第19話 デレ期は唐突に訪れる
願望とか妄想とか思い込みではなく純然たる事実として、あたしとミミちゃんは相思相愛だ。
それはもう、みんなに延々と語り聞かせたいようなことから誰にも言えないことまで、とにかくたくさんのイチャイチャを経験している。
ところで、あたしはいま自室のベッドでゴロゴロしながらミミちゃんの配信を見ている最中なんだけど――
「こ、これは……っ」
開始から十分が経過した辺りで違和感に気付き、三十分を超えた時点で確信へと至った。
ゲームの実況を終えてエンディングトークに移ったのが、配信開始から一時間ほど経った頃。
果たして、リスナーさんたちは気付いていただろうか。
ミミちゃんが『ユニコちゃんにもやってもらいたいです』とか『ユニコちゃんなら、こっちを選びそうですね』など、いつもの数割増しであたしの名前を口にしていたことに。
断言しよう。配信を終えたミミちゃんは、この後すぐあたしの部屋に現れる。
これで来なかったら黒歴史の一ページに刻まれるところだけど、そんな心配は不要だ。
コンコンとノックの音が響き、「どうぞー」と声をかけると同時に扉が開かれる。
あたしは体を起こしてベッドに座り、こちらへ歩み寄るミミちゃんに微笑みかけた。
「ミミちゃん、配信お疲れ。あたしもリスナーとして楽しませてもらったよ~」
「ありがとうございますっ」
パァッと明るい笑顔を咲かせながら、ミミちゃんがあたしの隣に腰を下ろす。
ただ隣に座るだけではなく、肩が当たるほどに距離を詰め、あたしの左腕にギュッと抱き着いた。
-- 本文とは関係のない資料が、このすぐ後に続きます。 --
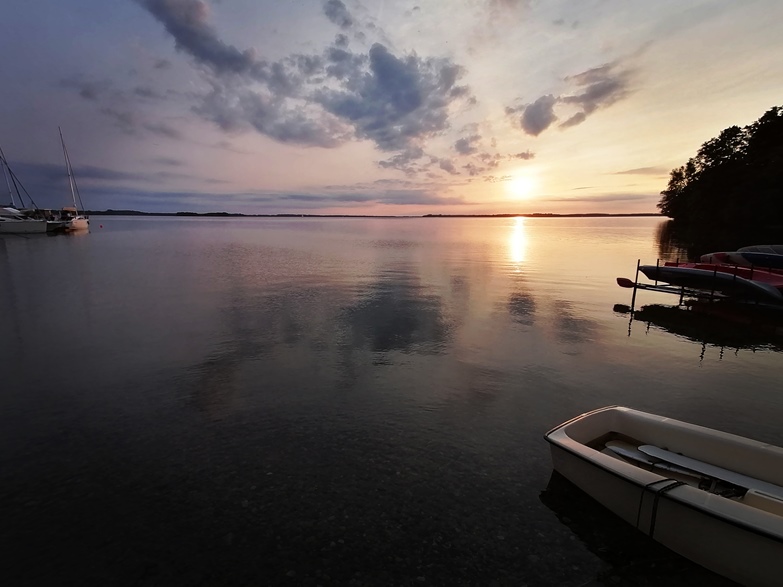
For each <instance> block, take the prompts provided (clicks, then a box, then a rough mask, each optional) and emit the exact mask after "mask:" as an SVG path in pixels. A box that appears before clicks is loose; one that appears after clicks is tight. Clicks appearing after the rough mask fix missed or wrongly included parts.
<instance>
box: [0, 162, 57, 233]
mask: <svg viewBox="0 0 783 587" xmlns="http://www.w3.org/2000/svg"><path fill="white" fill-rule="evenodd" d="M0 169H2V172H3V176H4V177H5V181H6V185H7V186H8V197H9V200H10V204H9V205H7V206H6V205H3V206H0V234H22V235H24V234H42V233H47V232H48V233H51V232H60V231H62V230H64V229H65V226H66V222H63V221H60V220H54V219H52V218H50V217H49V216H47V215H46V214H45V213H43V212H41V211H40V210H38V208H37V207H36V205H35V202H33V198H32V196H31V195H30V194H29V193H27V190H26V189H25V188H24V186H23V185H22V184H21V182H20V181H19V179H18V178H17V177H16V174H14V172H13V170H12V169H11V166H10V165H8V160H7V159H6V158H5V153H3V150H2V149H1V148H0ZM12 182H13V185H14V188H15V189H16V195H17V197H18V199H19V207H17V204H16V202H15V201H14V193H13V190H12V189H11V183H12ZM20 188H21V190H22V191H24V193H25V194H27V198H28V199H29V200H30V204H31V205H32V208H30V209H24V200H23V198H22V191H20Z"/></svg>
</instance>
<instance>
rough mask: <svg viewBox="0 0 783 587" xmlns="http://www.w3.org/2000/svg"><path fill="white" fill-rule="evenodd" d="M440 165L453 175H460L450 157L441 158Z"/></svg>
mask: <svg viewBox="0 0 783 587" xmlns="http://www.w3.org/2000/svg"><path fill="white" fill-rule="evenodd" d="M438 166H439V167H440V168H441V169H442V170H443V171H445V172H447V173H450V174H451V175H459V171H457V169H456V167H454V163H453V162H452V161H451V160H450V159H441V160H440V161H439V162H438Z"/></svg>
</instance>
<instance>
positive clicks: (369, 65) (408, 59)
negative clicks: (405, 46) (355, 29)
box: [314, 43, 462, 151]
mask: <svg viewBox="0 0 783 587" xmlns="http://www.w3.org/2000/svg"><path fill="white" fill-rule="evenodd" d="M367 67H368V70H367V71H361V70H358V68H357V69H355V70H354V71H353V72H352V73H351V74H350V77H349V78H348V79H347V80H346V81H345V82H344V83H343V84H342V86H341V87H340V88H339V89H334V90H332V89H323V90H320V91H318V92H317V93H316V94H315V95H314V99H315V100H316V101H317V102H318V103H319V104H320V105H321V106H323V108H324V109H325V110H326V111H327V112H329V113H331V114H333V115H334V116H336V117H337V118H339V119H340V120H342V121H344V122H346V123H348V124H350V125H351V126H352V127H353V129H354V133H355V135H356V136H357V137H358V138H360V139H370V140H372V141H373V142H374V143H375V144H376V146H377V147H378V148H379V149H380V150H382V151H400V150H409V149H410V148H411V146H412V145H411V143H413V142H416V141H417V140H419V139H423V138H426V137H431V136H434V135H436V134H438V133H439V132H441V131H444V130H446V129H447V128H448V109H449V106H450V104H451V103H452V102H453V101H454V100H455V99H459V98H460V97H461V93H460V92H459V91H456V92H455V90H458V88H459V87H458V86H456V81H457V79H458V78H459V77H460V76H461V74H462V69H461V68H460V67H459V66H457V65H455V64H453V63H452V62H451V61H449V60H448V59H421V58H419V57H417V56H416V55H409V56H406V57H402V58H400V57H397V56H395V55H393V54H392V53H391V52H390V51H389V50H388V49H387V48H386V47H385V46H383V45H381V44H379V43H376V44H374V45H373V46H372V47H371V48H370V51H369V62H368V64H367Z"/></svg>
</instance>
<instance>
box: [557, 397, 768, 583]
mask: <svg viewBox="0 0 783 587" xmlns="http://www.w3.org/2000/svg"><path fill="white" fill-rule="evenodd" d="M610 434H620V435H623V436H627V437H630V438H635V439H639V440H640V441H643V442H644V443H645V444H654V445H657V446H659V447H666V448H668V449H669V450H670V451H673V452H678V453H683V454H688V455H690V456H692V457H693V458H694V459H699V460H700V461H704V462H708V463H712V464H714V465H717V466H720V467H723V468H725V469H731V470H733V471H736V472H738V473H741V474H742V475H744V476H750V477H754V478H757V479H761V480H763V481H764V482H766V483H772V484H775V485H778V486H780V485H783V449H780V448H778V447H774V446H770V445H765V444H763V443H760V442H756V441H753V440H749V439H747V438H741V437H738V436H734V435H731V434H727V433H724V432H720V431H717V430H710V429H708V428H702V427H700V426H695V425H692V424H687V423H685V422H679V421H677V420H672V419H669V418H664V417H661V416H656V415H653V414H646V413H644V412H638V411H636V410H631V409H629V408H621V407H617V406H612V407H608V408H601V409H599V410H595V411H593V412H589V413H587V414H583V415H581V416H579V417H577V418H574V419H573V420H570V421H569V422H566V423H564V424H561V425H560V426H558V427H557V428H555V429H553V430H551V431H550V432H548V433H547V434H546V436H545V438H546V440H547V441H549V443H550V446H551V449H552V462H553V465H554V468H555V470H557V471H558V472H559V473H560V474H562V475H563V476H564V477H566V478H567V479H569V480H570V481H571V482H572V483H574V484H575V485H577V486H578V487H579V488H580V489H582V490H583V491H585V492H586V493H587V494H588V495H590V496H591V497H593V498H594V499H595V500H596V501H598V502H600V503H601V504H602V505H604V506H605V507H607V508H608V509H610V510H611V511H612V512H614V513H615V514H617V515H618V516H620V517H621V518H623V519H624V520H625V521H626V522H628V523H630V524H633V525H634V526H635V527H636V528H638V529H639V530H641V531H642V532H644V533H645V534H648V535H649V536H650V537H652V538H653V539H654V540H656V541H658V542H660V543H661V544H663V545H665V546H666V547H668V548H670V549H672V550H673V551H675V552H677V553H679V554H681V555H683V556H685V557H687V558H689V559H691V560H693V561H694V562H696V563H698V564H700V565H702V566H704V567H707V568H709V569H711V570H713V571H715V572H717V573H719V574H722V575H724V576H726V577H729V578H730V579H733V580H735V581H738V582H740V583H742V584H744V585H760V586H770V585H779V584H780V579H781V574H780V573H781V571H780V568H781V567H780V564H781V563H780V561H781V560H783V516H781V513H783V510H781V509H780V506H781V504H783V501H780V500H778V499H776V498H775V497H774V496H764V495H759V492H757V491H755V490H753V489H751V490H749V491H748V492H747V494H746V495H745V496H743V497H740V498H728V497H723V496H721V495H717V494H715V493H709V492H707V491H705V490H702V489H699V488H698V487H694V486H691V485H688V484H682V483H680V482H678V481H675V480H674V479H673V478H670V477H669V476H668V474H667V472H666V471H662V470H660V469H659V470H647V469H645V468H640V467H638V466H635V465H633V464H631V463H629V462H626V461H624V460H622V459H618V458H617V457H615V456H611V455H609V454H605V453H604V452H601V450H598V448H600V447H599V446H597V445H596V444H595V441H596V440H599V439H601V438H602V437H606V436H607V435H610ZM588 445H592V446H595V448H593V447H591V446H588ZM759 500H761V503H760V505H759Z"/></svg>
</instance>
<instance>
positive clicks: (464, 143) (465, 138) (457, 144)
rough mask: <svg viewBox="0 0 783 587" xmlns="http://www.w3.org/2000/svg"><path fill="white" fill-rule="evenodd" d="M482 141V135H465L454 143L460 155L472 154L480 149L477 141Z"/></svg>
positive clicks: (478, 142) (477, 141)
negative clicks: (477, 146) (476, 143)
mask: <svg viewBox="0 0 783 587" xmlns="http://www.w3.org/2000/svg"><path fill="white" fill-rule="evenodd" d="M480 141H481V135H477V134H475V135H470V136H469V137H463V138H461V139H458V140H457V142H455V143H454V150H455V151H457V153H459V154H460V155H472V154H473V153H475V152H477V151H478V147H477V146H476V143H479V142H480Z"/></svg>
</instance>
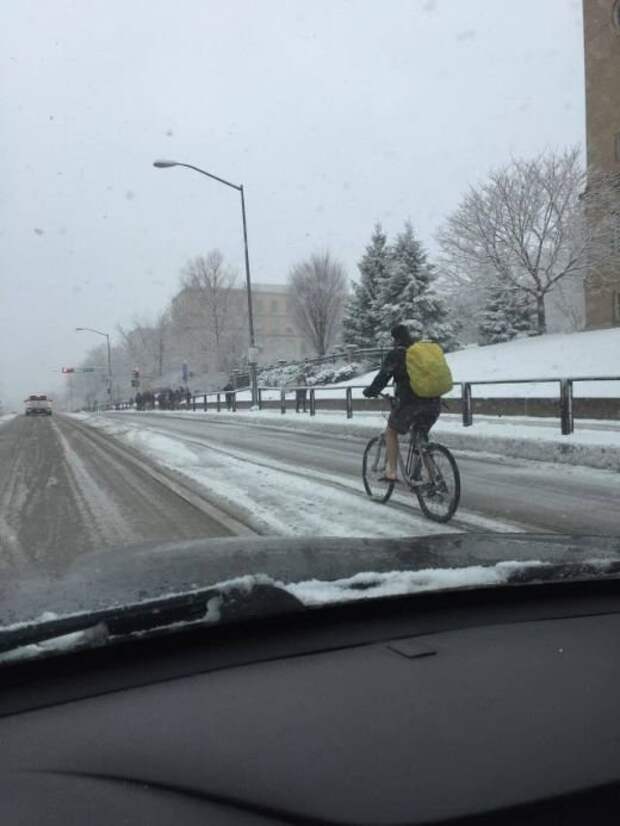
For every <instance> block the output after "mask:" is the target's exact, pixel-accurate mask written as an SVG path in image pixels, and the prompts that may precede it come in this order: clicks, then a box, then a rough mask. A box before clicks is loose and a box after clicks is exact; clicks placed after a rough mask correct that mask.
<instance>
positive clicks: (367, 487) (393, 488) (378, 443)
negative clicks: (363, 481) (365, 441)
mask: <svg viewBox="0 0 620 826" xmlns="http://www.w3.org/2000/svg"><path fill="white" fill-rule="evenodd" d="M386 458H387V456H386V448H385V437H384V436H375V437H374V438H373V439H371V440H370V441H369V442H368V444H367V445H366V450H365V451H364V459H363V461H362V479H363V481H364V488H365V489H366V493H367V494H368V495H369V496H370V498H371V499H374V500H375V501H376V502H387V500H388V499H389V498H390V496H391V495H392V491H393V490H394V482H389V481H385V480H384V479H382V478H381V477H383V476H385V465H386Z"/></svg>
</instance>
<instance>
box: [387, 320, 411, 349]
mask: <svg viewBox="0 0 620 826" xmlns="http://www.w3.org/2000/svg"><path fill="white" fill-rule="evenodd" d="M390 332H391V334H392V338H393V339H394V341H395V342H396V343H397V344H400V345H401V347H408V346H409V345H410V344H413V338H412V336H411V333H410V332H409V328H408V327H407V325H406V324H396V325H395V326H394V327H392V329H391V330H390Z"/></svg>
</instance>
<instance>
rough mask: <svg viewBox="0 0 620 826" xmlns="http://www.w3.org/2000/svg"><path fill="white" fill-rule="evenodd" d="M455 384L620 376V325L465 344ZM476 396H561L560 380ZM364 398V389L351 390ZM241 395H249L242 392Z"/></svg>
mask: <svg viewBox="0 0 620 826" xmlns="http://www.w3.org/2000/svg"><path fill="white" fill-rule="evenodd" d="M447 358H448V362H449V364H450V368H451V369H452V374H453V376H454V379H455V382H457V387H456V388H455V390H454V391H453V392H452V393H451V394H450V396H451V397H458V396H460V388H459V387H458V383H459V382H476V381H490V380H501V379H540V378H544V379H546V378H551V379H556V378H557V379H560V378H572V377H579V378H582V377H588V376H592V377H594V376H620V328H614V329H611V330H590V331H587V332H583V333H557V334H549V335H545V336H534V337H532V338H519V339H515V340H514V341H509V342H506V343H504V344H491V345H488V346H486V347H477V346H472V347H467V348H465V349H464V350H457V351H456V352H454V353H448V356H447ZM374 375H375V371H373V372H371V373H366V374H364V375H359V376H356V377H355V378H352V379H349V380H348V381H341V382H337V383H335V384H333V385H331V387H332V388H343V387H347V386H353V387H355V386H356V385H367V384H369V383H370V381H371V380H372V377H373V376H374ZM329 388H330V386H327V387H326V386H323V387H320V388H317V391H318V396H317V397H318V398H342V397H343V393H342V391H341V390H340V391H336V392H330V389H329ZM473 395H474V397H478V398H482V397H498V398H510V397H519V398H522V397H526V398H558V397H559V388H558V384H557V382H555V381H554V382H550V383H545V384H512V385H511V384H499V385H491V386H490V387H474V388H473ZM574 395H575V397H576V398H620V379H619V380H617V381H607V382H578V383H577V384H576V385H575V387H574ZM353 397H354V398H361V397H362V394H361V390H357V389H356V390H354V391H353ZM238 398H239V400H242V401H246V400H248V399H249V398H250V395H249V392H244V393H239V394H238ZM264 398H265V399H277V398H279V392H278V391H265V395H264Z"/></svg>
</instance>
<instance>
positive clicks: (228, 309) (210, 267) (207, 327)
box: [176, 249, 244, 370]
mask: <svg viewBox="0 0 620 826" xmlns="http://www.w3.org/2000/svg"><path fill="white" fill-rule="evenodd" d="M236 281H237V275H236V273H235V272H234V271H233V270H231V269H230V268H229V267H227V266H225V264H224V257H223V255H222V253H221V252H220V251H219V250H217V249H216V250H211V251H210V252H208V253H207V254H206V255H205V256H197V257H196V258H193V259H192V260H191V261H189V262H188V264H187V265H186V267H185V269H184V270H183V272H182V274H181V287H182V289H183V292H184V297H183V300H182V301H177V307H176V317H177V322H178V320H179V318H180V317H183V318H184V320H185V326H186V329H187V330H188V331H190V332H194V333H197V334H198V335H199V336H201V338H202V340H203V342H204V345H205V346H206V348H207V349H209V350H213V351H214V353H215V357H216V369H218V370H221V369H225V368H226V367H228V366H229V362H230V361H231V358H232V356H233V351H234V355H238V352H237V351H239V350H240V347H239V338H240V333H241V330H242V329H243V318H244V315H243V313H244V311H243V306H242V304H241V302H240V301H239V300H238V299H239V295H238V290H237V289H236Z"/></svg>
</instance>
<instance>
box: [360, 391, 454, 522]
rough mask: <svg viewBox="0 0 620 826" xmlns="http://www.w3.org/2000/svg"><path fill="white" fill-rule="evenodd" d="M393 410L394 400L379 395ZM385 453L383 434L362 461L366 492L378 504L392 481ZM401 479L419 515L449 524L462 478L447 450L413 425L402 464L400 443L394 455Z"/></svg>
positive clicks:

これまで幾度となく五感すべてで堪能しているとはいえ、押し当てられた胸の感触はあたしの鼓動を否応なく加速させる。
「ふふっ、ユニコちゃんの温もりを感じます」
ミミちゃんは普段こそ恋愛やエッチなことに対して一歩引いた態度というか、恥ずかしがり屋な一面があるけれど、たまにあたし以上の積極性を見せる時がある。
あたしはそれを、デレ期と呼ぶ。
短くても丸一日、長ければ一週間ぐらい続く。
「ユニコちゃん、今日は一緒に寝ませんか?」
「もちろんいいよ。寝る前にキスもしようね」
「はいっ、たくさんしましょう。ユニコちゃんがよければ、いまからでもっ」
顔ごと視線を横に向けると、ミミちゃんが瞳をキラキラさせてこちらを見ていた。
別に人格が変わっているわけではないため、大胆な発言に対する羞恥心はどうすることもできず、頬がほんのりと紅潮している。
かわいい。あまりにもかわいすぎる。
「あたしはいつでも大歓げ――んむっ」
言い終わる前に唇を奪われてしまった。
プルンとした唇の柔らかさと温もりは、触れ合っている面積からは想像もつかないほどの強烈な快感と幸福感を生み出す。
この後、一緒に晩ごはんを作ったり、二人でお風呂に入ったり、おやすみのキスを何度もしたり、手をつないで眠りに就いたり、とにかくめちゃくちゃイチャイチャした。